Le cyclone se déplace presque parallèlement à la chaîne des îles hawaiiennes, mais deux droites non parallèles finissent toujours par se croiser ; la question est de savoir quand celles-ci vont le faire, si tant est que Clem ne change pas à nouveau de trajectoire. Di Callare ne rentre pas chez lui ; il reçoit de Lori un déjeuner et des vêtements propres, se douche, se change, mange sur le pouce et se remet au travail avant de s’être rendu compte qu’il a fait une pause, sachant au fond de son cœur que sa femme pense à lui.
Les ténèbres rampent sur l’Atlantique en direction du continent américain, atteignent le Brésil, occultent l’Amérique du Sud, déferlent sur les Antilles et sur l’Amérique du Nord, et pendant ce temps-là, Clem, qui se dore toujours au soleil du Pacifique, continue de foncer vers l’archipel en prenant de la vitesse. Il est désormais trop tard pour limiter les dégâts les plus importants – si l’on admet la définition classique du diamètre d’un cyclone, qui se mesure à partir de la ligne où les vents atteignent douze degrés sur l’échelle de Beaufort, alors le diamètre de Clem est d’environ trois mille kilomètres – ce qui lui donne une superficie totale quatre fois supérieure à celle de l’Alaska.

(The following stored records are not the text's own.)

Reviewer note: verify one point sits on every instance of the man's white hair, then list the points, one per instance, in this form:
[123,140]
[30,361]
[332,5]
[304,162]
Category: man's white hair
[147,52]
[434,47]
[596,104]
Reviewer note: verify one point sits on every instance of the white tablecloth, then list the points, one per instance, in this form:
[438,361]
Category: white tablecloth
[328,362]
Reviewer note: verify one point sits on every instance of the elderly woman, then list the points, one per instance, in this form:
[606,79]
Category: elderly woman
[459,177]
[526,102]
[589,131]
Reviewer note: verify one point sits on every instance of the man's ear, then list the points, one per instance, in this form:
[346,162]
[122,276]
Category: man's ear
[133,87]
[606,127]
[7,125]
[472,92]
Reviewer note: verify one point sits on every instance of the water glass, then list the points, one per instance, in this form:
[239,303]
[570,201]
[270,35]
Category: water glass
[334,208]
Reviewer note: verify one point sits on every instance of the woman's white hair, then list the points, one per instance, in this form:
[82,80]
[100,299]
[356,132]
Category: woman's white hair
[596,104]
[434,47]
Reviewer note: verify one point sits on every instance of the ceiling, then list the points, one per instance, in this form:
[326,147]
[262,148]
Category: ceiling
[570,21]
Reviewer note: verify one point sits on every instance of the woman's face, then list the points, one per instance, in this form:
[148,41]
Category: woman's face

Mais la majeure partie de cette superficie n’a à subir que les effets d’un cyclone classique, équivalents à ceux d’un ouragan ravageant les Caraïbes. C’est seulement dans la petite zone entourant l’œil que se produisent des vagues titanesques et, bien qu’aucun instrument n’ait survécu assez longtemps pour que l’on puisse en tirer des mesures précises, la taille de ces vagues permet de déduire que le vent atteint autour de l’œil une vélocité digne d’une tornade – soit environ Mach 0,5. Hawaii va être victime d’un cyclone et, vu la taille et l’amplitude de celui-ci, ses habitants vont souffrir pendant un laps de temps inhabituel – mais avec un peu de chance, ils n’auront à encaisser qu’un cyclone.